William McKnight gave a keynote presentation on Wednesday at Data Architecture Summit 2018 Conference on creating a modern data architecture using different data platforms.
He started the presentation by saying there is a high correlation between data maturity in the organizations and business success. The more mature their data architectures are, the better success they have. Low maturity organizations tend to have data scattered across different silos. He shared some statistics on what happens in an "Internet Minute" in 2018, where 187 million emails and 18 million text messages are sent and 3.7 million search queries are performed, and so on.
Artificial Intelligence (AI) is a disruptive force and data is the foundation for this revolution. A new data set is emerging in the industry: Bio Data. If you combine bio data with environment data (location etc), you'll have all the information you need to perform data analytics.
He talked about data cultivation and how solutions like data warehouse and Data Lake help with the data efforts. Data architects also need to decide between HDFS and cloud storage. HDFS has better query performance, but cloud storage is more scalable, persistent & available and less expensive.

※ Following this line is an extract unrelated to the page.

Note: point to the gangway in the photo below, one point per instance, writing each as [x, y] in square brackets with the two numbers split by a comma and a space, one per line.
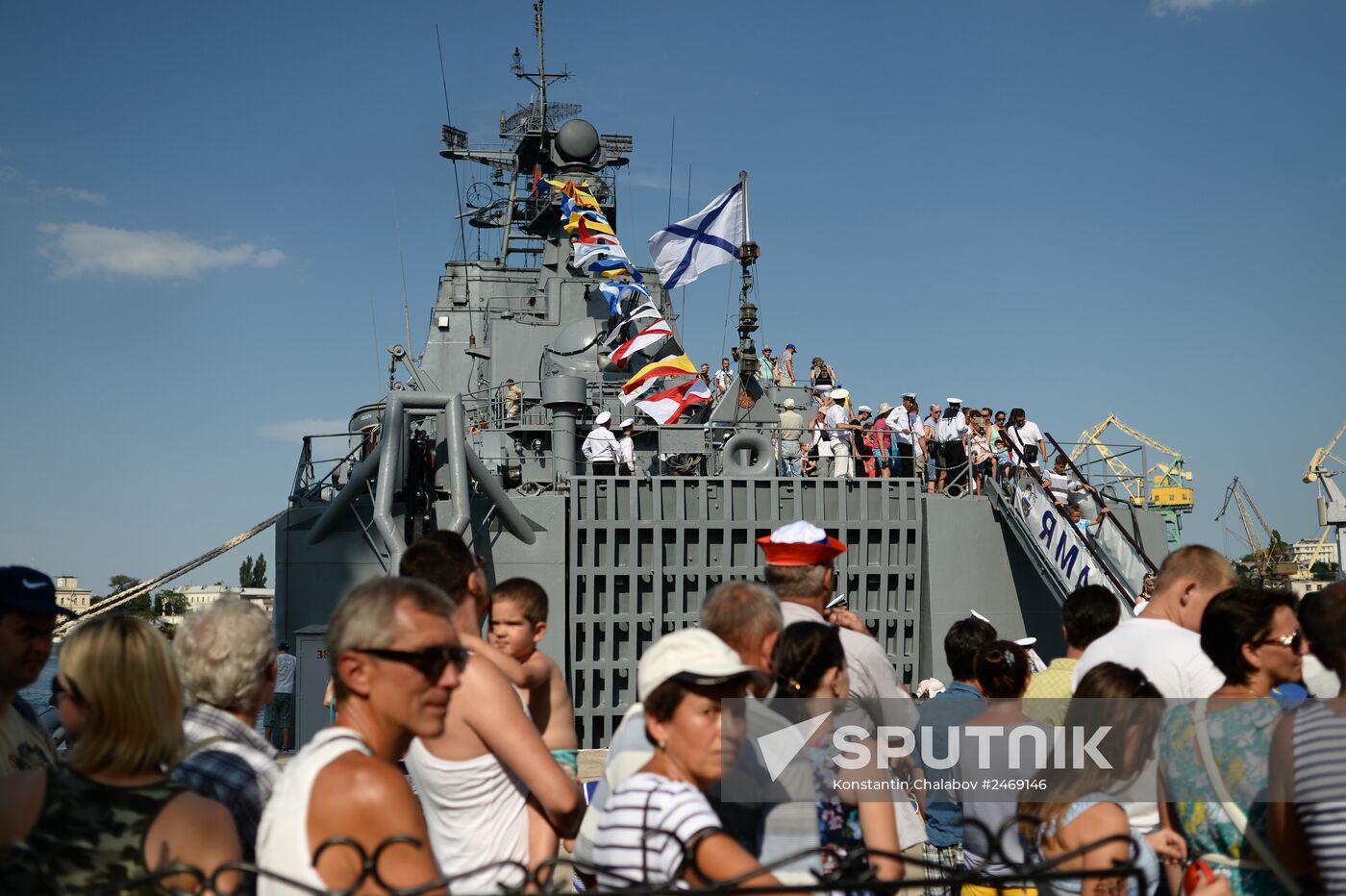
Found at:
[1065, 558]
[177, 572]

McKnight discussed the operational big data platform selection choices by comparing relational databases and NoSQL databases in terms of data size and workload complexity.
He also talked to the NewSQL databases which are scalable, ACID compliant and support sharding. These databases are being used for capital market data feeds, financial trade, telco record streams and fraud detection.
Cloud deployment of databases offers several benefits including on-demand and self service data management, broad network access, resource pooling, rapid elasticity, and measured service.
Traditional ETL techniques are insufficient for data platforms operating at and enterprise-wide scale. There are a variety of data sources and the data is being streamed at real time. Data architets should look into stream processing for these requirements.
Enterprise data virtualization provides consistent and timely access to all structured and semi-structured data from various data sources in the organization like data warehouses, marts, cubes, operational data stores (ODS), transactional sources, and file systems.
He suggested that data professionals pick their battles in the data architeture transformation journey. You should play the long game and you need to be willing to lose some battles to win the war. Align your data architecture efforts with application budgets and roadmap projects in order to make progress with implementation of data architecture.
McKnight concluded the presentation by advising data professionals to look into in-memory databases where they need performant data management soutions, and to look for GPU databases and hybrid databases in the future.